Un libro publicado hace ya algún tiempo recogió las respuestas que cuatrocientos escritores de veinte y ocho países dieron a lo largo de los años a una sola pregunta. ¿Por qué escribe?
Hubo de todo en las contestaciones entresacadas de muy diversas entrevistas y confesiones. Así, mientras García Márquez lo hace “para que me quieran más”, y Julio Cortázar dijo que escribió Rayuela porque no pudo “bailarla, ni cantarla, ni esculpirla”, ese monstruo de la creación que fue William Faulkner confesaba paladinamente que escribía “para ganarme la vida”. Aunque allí no se dice, el autor de Mientras agonizo y El sonido y las furias, carretillaba carbón cuando conoció al novelista Sherwood Anderson y “al percatarme de lo bien que vivía comprendí que escribir era lo mío”. Si Hemingway llegó a tener un yate, Faulkner tuvo avión particular. Fue un hombre con suerte. El éxito monetario o de otro tipo no siempre acompaña al talento. Dostoyevski vivió en la miseria, y Balzac, que era un esclavo de la pluma, escribió asaeteado por las deudas en que lo sumía el afán desmedido de vivir por encima de sus posibilidades. Cuando murió, a los 51 años de edad, luego de legar las noventa y siete novelas de La comedia humana, no había podido redimir compromisos económicos que contrajo en la temprana juventud y que con especial deleite se ocupó de incrementar a lo largo de su vida.

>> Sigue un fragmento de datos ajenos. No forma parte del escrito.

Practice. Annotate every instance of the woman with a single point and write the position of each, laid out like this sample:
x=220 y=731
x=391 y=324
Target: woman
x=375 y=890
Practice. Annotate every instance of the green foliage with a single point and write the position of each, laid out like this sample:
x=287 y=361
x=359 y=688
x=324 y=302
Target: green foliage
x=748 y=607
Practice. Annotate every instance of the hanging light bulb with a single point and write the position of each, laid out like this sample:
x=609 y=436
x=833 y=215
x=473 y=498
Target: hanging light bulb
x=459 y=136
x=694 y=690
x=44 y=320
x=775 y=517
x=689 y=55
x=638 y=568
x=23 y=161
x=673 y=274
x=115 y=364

Nunca se sabrá bien por qué escriben los escritores, el chileno Nicanor Parra afirmó que lo hacía por envidia, por qué una obra pasa a la posteridad y otra no, ni por qué a veces un solo libro basta para inmortalizar a un escritor. Entonces, por qué no hablar ahora sobre cómo escriben los escritores. Cada vez más el lector, en el que existe siempre el deseo y la posibilidad de escribir la obra que lee, se interesa por ese tema. Esto es, el revés de la creación. El revés de la trama.
Víctor Hugo escribió Los miserables, de pie y lo hacía en la misma habitación donde dormía. No desperdiciaba una sola cuartilla; las numeraba al comienzo de la jornada y las arrojaba al piso a medida que las llenaba para que no le estorbaran en la reducida superficie que utilizaba para el trabajo. El cubano Fernando Ortiz, en cambio, escribía sentado en su cama. Colocaba el papel en una tablita que apoyaba en sus muslos. Escribía en cuartillas sesgadas al medio y, para ahorrar, lo hacía preferiblemente en el reverso de las cartas que recibía. En su pulgar derecho había una zanja del grueso de un lápiz. Ortiz escribía de noche, hasta bien entrada la madrugada.
Alejo Carpentier comenzaba su jornada a las cinco y treinta de la mañana y trabajaba hasta las ocho. Al final de la tarde pasaba a máquina lo que había escrito a mano anteriormente. Lezama Lima lo hacía a la hora del crepúsculo y se iba a “una segunda noche”, si el asma no lo dejaba dormir. Apoyaba una libreta larga y estrecha en el brazo de su sillón de siempre y llenaba la página de signos aljamiados. Luego, su esposa María Luisa sacaba tres copias mecanográficas de cada texto, copias que eran cosidas, no presilladas, en una misma carpeta.
Leonardo Padura, uno de los cubanos más leídos del momento y Premio Princesa de Asturias, aunque a mucha gente se le olvide, escribe todos los días posibles, de lunes a lunes, por las mañanas. Se sienta muy temprano delante de su computadora y trabaja hasta entrado el mediodía. Hace una primera versión de una novela, y después hace tantas versiones como crea necesario, cinco o seis versiones es la media. No trabaja en más de un libro a la vez. Espera concluirlo y, entre novela y novela, hace periodismo o acomete un guión de cine. El mexicano Paco Ignacio Taibo II, otro renovador, como Padura, del policial contemporáneo, sí suele trabajar en dos o tres proyectos al mismo tiempo hasta que se decide por uno que lleva hasta el final. Prefiere la noche, lo que quiere decir que aprovecha también la mañana y la tarde. Tiene más de cincuenta títulos publicados y todos de éxito. Tras la biografía de Che Guevara, con 250 000 ejemplares vendidos, acometió la de Pancho Villa y luego estuvo tras las huellas del cubano Antonio Guiteras, uno de los revolucionarios, dice, menos conocidos de toda la historia americana.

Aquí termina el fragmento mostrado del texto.